For such cases, you can register a driver-side component that will perform additional address translation. Write a class that implements AddressTranslator with the following constructor:
public class MyAddressTranslator implements AddressTranslator { public PassThroughAddressTranslator(DriverContext context, DriverOption configRoot) { // retrieve any required dependency or extra configuration option, otherwise can stay empty } @Override public InetSocketAddress translate(InetSocketAddress address) { // your custom translation logic } @Override public void close() { // free any resources if needed, otherwise can stay empty } }
Then reference this class from the configuration:
datastax-java-driver.advanced.address-translator.class = com.mycompany.MyAddressTranslator
Note: the contact points provided while creating the CqlSession
are not translated, only addresses retrieved from or sent by Cassandra nodes are.
If your client applications access Cassandra through some kind of proxy (eg. with AWS PrivateLink when all Cassandra nodes are exposed via one hostname pointing to AWS Endpoint), you can configure driver with FixedHostNameAddressTranslator
to always translate all node addresses to that same proxy hostname, no matter what IP address a node has but still using its native transport port.
To use it, specify the following in the configuration:
datastax-java-driver.advanced.address-translator.class = FixedHostNameAddressTranslator advertised-hostname = proxyhostname
When running Cassandra in a private network and accessing it from outside of that private network via some kind of proxy, we have an option to use FixedHostNameAddressTranslator
. But for multi-datacenter Cassandra deployments, we want to have more control over routing queries to a specific datacenter (eg. for optimizing latencies), which requires setting up a separate proxy per datacenter.
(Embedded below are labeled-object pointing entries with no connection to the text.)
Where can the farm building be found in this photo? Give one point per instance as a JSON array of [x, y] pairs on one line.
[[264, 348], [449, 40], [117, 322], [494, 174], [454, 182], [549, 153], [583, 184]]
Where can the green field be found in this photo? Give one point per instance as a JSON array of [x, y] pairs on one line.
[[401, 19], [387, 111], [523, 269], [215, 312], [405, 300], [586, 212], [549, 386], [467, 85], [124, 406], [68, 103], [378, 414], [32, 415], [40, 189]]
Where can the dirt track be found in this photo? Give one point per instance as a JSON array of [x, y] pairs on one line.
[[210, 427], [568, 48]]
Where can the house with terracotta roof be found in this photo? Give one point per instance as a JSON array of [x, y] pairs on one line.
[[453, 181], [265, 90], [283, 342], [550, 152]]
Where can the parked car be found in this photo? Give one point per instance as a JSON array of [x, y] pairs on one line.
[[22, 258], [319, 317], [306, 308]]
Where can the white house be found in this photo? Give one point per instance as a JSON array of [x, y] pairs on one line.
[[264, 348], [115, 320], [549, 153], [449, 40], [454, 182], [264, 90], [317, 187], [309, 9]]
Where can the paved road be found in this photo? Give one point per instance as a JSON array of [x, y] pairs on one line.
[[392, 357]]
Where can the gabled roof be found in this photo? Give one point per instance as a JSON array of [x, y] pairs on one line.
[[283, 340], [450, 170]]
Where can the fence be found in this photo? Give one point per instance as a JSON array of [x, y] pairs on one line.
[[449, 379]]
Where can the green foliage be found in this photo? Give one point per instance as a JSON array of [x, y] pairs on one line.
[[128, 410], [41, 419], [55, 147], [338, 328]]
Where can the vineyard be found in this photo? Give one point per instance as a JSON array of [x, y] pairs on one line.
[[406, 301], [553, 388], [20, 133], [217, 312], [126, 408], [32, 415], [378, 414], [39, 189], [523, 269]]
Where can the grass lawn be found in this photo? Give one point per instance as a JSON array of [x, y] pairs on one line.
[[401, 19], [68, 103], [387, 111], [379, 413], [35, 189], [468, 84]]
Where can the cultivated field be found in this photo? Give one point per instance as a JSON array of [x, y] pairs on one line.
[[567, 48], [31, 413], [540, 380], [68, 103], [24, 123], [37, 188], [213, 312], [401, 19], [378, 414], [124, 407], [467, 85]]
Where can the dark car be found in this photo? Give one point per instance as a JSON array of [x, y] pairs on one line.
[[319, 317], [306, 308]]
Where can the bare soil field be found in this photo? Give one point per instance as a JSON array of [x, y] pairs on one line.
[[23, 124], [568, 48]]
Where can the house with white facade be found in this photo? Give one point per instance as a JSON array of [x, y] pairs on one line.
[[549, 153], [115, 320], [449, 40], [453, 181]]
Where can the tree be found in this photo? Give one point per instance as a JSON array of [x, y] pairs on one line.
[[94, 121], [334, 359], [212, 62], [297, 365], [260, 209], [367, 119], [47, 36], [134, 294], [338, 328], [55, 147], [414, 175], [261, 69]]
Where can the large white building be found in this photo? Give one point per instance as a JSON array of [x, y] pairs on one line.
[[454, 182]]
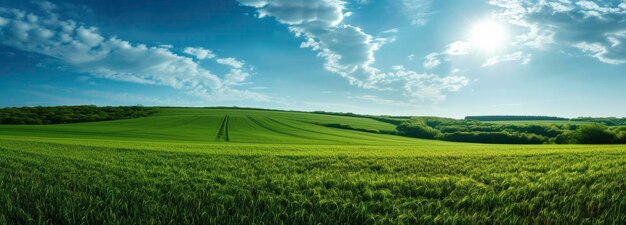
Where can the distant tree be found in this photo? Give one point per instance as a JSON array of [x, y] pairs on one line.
[[418, 129], [70, 114]]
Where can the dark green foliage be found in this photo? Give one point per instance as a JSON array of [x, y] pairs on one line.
[[608, 121], [395, 120], [484, 132], [71, 114], [348, 127], [495, 137], [417, 128], [512, 118]]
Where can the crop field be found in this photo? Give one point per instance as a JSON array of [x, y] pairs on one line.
[[229, 166], [540, 122]]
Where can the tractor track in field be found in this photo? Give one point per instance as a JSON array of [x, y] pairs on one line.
[[222, 133]]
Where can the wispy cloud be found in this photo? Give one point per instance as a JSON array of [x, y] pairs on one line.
[[517, 56], [595, 28], [347, 49], [87, 50]]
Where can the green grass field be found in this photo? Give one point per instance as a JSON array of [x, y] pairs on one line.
[[540, 122], [228, 166]]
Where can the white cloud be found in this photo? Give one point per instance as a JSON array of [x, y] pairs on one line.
[[199, 52], [432, 60], [517, 56], [110, 57], [429, 87], [232, 62], [347, 49], [393, 30], [458, 48], [593, 27], [382, 101], [599, 51], [417, 10]]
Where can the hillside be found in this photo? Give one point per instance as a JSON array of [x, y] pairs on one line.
[[223, 125]]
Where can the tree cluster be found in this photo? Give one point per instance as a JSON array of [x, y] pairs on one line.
[[482, 132], [71, 114], [512, 118]]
Normally, each Cassandra datacenter nodes are deployed to a different subnet to support internode communications in the cluster and avoid IP address collisions. So when Cassandra broadcasts its nodes IP addresses, we can determine which datacenter that node belongs to by checking its IP address against the given datacenter subnet.
For such scenarios you can use SubnetAddressTranslator
to translate node IPs to the datacenter proxy address associated with it.
To use it, specify the following in the configuration:
datastax-java-driver.advanced.address-translator { class = SubnetAddressTranslator subnet-addresses { "100.64.0.0/15" = "cassandra.datacenter1.com:9042" "100.66.0.0/15" = "cassandra.datacenter2.com:9042" # IPv6 example: # "::ffff:6440:0/111" = "cassandra.datacenter1.com:9042" # "::ffff:6442:0/111" = "cassandra.datacenter2.com:9042" } # Optional. When configured, addresses not matching the configured subnets are translated to this address. default-address = "cassandra.datacenter1.com:9042" # Whether to resolve the addresses once on initialization (if true) or on each node (re-)connection (if false). # If not configured, defaults to false. resolve-addresses = false }
Such setup is common for running Cassandra on Kubernetes with k8ssandra.
If you deploy both Cassandra and client applications on Amazon EC2, and your cluster spans multiple regions, you'll have to configure your Cassandra nodes to broadcast public RPC addresses.
However, this is not always the most cost-effective: if a client and a node are in the same region, it would be cheaper to connect over the private IP. Ideally, you'd want to pick the best address in each case.
The driver provides Ec2MultiRegionAddressTranslator
which does exactly that. To use it, specify the following in the configuration:
datastax-java-driver.advanced.address-translator.class = Ec2MultiRegionAddressTranslator
With this configuration, you keep broadcasting public RPC addresses. But each time the driver connects to a new Cassandra node:
(To achieve this, Ec2MultiRegionAddressTranslator
performs a reverse DNS lookup of the origin address, to find the domain name of the target instance. Then it performs a forward DNS lookup of the domain name; the EC2 DNS does the private/public switch automatically based on location).